The configuration includes:
Join Tab: Selection of join type (Position or Specific Fields) and specification of join keys when using field-based joins
Select Tab: Independent column selection, renaming, and data type casting for both left and right input DataFrames
Drop Tab: Column dropping configuration with schema propagation options
Key features:
Dual Output Strategy: Produces inner join results plus left/right anti-joins for unmatched record analysis
Conflict Resolution: Automatically handles column name conflicts by prefixing right-side columns
Data Transformation: Supports column selection, renaming, type casting, and dropping in a single operation
Null Handling: Robust normalization of null and empty values for reliable join matching
Schema Management: Maintains original schemas for anti-join outputs while applying transformations to inner join results
Examples¶
Join Node Examples¶
---
:Example 1 — Basic Customer-Order Join with Unmatched Analysis¶
Left DataFrame: Customers*
customer_id | name | city
------------|--------|---------
1 | John | NYC
2 | Alice | LA
3 | Bob | Chicago
4 | Eva | Miami
Right DataFrame: Orders*
order_id | customer_id | amount | order_date
---------|-------------|---------|------------
101 | 1 | 100.50 | 2023-01-15
102 | 1 | 200.00 | 2023-02-20
103 | 2 | 150.75 | 2023-01-10
104 | 4 | 300.25 | 2023-03-05
Configuration*
Join By: Specific Fields
Left Table Join Column: customer_id
Right Table Join Column: customer_id
Select Left Fields: [customer_id, name, city]

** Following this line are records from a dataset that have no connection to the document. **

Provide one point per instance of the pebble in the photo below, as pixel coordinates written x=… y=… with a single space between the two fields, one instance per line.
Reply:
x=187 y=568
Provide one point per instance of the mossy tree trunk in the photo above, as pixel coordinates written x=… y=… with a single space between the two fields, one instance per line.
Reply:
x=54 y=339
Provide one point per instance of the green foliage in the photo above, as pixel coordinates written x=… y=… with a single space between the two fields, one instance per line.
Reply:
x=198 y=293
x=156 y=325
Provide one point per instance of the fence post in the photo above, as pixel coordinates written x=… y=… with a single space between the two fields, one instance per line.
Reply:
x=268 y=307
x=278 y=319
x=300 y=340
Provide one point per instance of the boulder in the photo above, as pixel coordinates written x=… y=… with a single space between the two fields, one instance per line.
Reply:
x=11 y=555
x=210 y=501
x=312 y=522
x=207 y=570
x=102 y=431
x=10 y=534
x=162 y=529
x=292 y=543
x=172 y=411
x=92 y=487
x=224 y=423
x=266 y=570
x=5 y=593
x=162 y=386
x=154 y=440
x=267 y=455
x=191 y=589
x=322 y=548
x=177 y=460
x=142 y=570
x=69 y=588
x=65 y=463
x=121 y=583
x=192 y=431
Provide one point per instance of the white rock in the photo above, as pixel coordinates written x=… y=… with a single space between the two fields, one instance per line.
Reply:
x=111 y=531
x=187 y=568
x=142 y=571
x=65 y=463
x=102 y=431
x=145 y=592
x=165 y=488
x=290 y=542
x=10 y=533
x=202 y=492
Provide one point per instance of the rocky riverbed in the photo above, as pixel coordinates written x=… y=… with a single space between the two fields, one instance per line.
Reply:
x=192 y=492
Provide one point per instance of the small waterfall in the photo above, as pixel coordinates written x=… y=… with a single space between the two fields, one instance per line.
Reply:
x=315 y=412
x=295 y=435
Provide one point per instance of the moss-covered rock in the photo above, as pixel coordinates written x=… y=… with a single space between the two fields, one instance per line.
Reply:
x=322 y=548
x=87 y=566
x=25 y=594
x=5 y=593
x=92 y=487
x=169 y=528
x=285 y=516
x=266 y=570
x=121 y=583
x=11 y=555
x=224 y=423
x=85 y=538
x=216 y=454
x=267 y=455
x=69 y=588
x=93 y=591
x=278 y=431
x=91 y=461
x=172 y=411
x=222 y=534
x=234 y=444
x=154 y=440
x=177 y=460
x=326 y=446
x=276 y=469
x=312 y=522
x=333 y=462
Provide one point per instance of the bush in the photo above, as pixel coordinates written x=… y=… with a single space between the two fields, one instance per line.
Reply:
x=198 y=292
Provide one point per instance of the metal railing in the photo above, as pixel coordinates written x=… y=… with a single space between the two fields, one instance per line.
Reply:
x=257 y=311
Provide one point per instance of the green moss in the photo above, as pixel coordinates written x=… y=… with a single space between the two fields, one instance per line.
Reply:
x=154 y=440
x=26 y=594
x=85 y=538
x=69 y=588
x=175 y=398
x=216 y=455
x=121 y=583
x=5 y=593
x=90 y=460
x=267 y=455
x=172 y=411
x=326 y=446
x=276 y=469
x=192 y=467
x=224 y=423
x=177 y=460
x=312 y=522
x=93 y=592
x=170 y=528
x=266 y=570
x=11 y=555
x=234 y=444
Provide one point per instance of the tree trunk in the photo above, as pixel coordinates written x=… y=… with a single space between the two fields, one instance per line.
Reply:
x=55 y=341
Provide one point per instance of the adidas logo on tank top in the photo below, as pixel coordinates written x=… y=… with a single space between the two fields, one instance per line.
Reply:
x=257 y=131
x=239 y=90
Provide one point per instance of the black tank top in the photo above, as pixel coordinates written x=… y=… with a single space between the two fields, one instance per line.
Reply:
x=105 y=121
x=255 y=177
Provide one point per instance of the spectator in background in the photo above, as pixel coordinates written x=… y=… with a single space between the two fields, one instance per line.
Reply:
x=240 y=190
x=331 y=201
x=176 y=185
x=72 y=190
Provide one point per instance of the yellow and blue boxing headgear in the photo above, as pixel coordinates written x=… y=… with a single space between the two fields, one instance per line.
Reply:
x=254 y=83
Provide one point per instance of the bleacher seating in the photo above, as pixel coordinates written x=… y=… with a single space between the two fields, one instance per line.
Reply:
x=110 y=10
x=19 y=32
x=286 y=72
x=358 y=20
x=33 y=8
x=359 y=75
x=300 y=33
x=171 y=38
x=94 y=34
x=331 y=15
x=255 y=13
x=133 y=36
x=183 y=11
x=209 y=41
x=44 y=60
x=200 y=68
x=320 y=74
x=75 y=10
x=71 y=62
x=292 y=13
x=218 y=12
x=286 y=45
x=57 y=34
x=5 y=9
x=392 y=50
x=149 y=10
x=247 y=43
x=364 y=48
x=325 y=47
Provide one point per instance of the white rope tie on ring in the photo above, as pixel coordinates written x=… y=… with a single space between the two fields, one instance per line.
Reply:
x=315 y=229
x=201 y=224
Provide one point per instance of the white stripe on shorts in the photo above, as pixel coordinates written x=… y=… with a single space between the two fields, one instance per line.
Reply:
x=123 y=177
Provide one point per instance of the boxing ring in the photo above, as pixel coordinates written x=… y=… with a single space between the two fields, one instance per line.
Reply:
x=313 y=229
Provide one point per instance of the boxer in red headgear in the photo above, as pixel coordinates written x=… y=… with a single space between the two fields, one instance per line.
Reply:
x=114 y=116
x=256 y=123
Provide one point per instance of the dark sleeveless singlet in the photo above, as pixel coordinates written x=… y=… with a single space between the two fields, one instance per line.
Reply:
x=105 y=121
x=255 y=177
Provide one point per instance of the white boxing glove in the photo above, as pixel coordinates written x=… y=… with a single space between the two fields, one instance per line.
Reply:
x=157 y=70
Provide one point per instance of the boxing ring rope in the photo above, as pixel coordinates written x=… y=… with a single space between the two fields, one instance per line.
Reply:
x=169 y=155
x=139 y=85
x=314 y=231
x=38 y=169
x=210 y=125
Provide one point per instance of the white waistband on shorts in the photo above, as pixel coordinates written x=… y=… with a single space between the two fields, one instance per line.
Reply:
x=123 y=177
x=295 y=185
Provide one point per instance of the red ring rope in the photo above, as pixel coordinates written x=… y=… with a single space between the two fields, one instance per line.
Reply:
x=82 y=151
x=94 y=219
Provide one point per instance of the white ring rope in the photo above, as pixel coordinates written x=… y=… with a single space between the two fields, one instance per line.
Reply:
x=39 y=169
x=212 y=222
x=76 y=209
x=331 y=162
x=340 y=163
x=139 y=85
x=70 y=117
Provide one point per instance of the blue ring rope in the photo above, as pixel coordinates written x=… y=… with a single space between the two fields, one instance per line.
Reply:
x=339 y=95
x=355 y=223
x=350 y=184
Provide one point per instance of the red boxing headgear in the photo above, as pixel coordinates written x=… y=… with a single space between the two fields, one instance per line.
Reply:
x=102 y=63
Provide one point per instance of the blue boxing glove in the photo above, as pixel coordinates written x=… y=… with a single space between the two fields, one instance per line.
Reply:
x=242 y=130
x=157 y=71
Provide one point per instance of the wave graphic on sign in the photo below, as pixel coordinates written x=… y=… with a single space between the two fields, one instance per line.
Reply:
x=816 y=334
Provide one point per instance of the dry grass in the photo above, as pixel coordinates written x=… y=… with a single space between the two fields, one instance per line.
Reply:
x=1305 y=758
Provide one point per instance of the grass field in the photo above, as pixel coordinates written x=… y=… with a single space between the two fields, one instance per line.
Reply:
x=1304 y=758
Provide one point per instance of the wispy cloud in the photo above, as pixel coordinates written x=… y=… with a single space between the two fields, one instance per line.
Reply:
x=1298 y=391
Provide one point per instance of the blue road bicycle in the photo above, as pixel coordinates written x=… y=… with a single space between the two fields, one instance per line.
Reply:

Select Right Fields: [order_id, amount, order_date]
Inner Join Output*
customer_id | name | city | order_id | amount | order_date
------------|--------|---------|----------|---------|------------
1 | John | NYC | 101 | 100.50 | 2023-01-15
1 | John | NYC | 102 | 200.00 | 2023-02-20
2 | Alice | LA | 103 | 150.75 | 2023-01-10
4 | Eva | Miami | 104 | 300.25 | 2023-03-05
Left Anti-Join Output (Customers without orders)*
customer_id | name | city
------------|--------|---------
3 | Bob | Chicago
---
:Example 2 — Department-Employee Join with Column Renaming¶
Left DataFrame: Departments*
dept_id | dept_name | location | budget
--------|--------------|----------|--------
D1 | Sales | North | 500000
D2 | Engineering | South | 800000
D3 | Marketing | East | 400000
Right DataFrame: Employees*
emp_id | name | department_id | salary | hire_date
-------|-------|---------------|--------|------------
E1 | Sarah | D1 | 75000 | 2020-05-15
E2 | Mike | D1 | 80000 | 2019-08-20
E3 | Lisa | D2 | 95000 | 2021-01-10
E4 | Tom | D4 | 70000 | 2022-03-01
Configuration*
Join By: Specific Fields
Left Table Join Column: dept_id
Right Table Join Column: department_id
Select Left Fields: [dept_id, dept_name, location]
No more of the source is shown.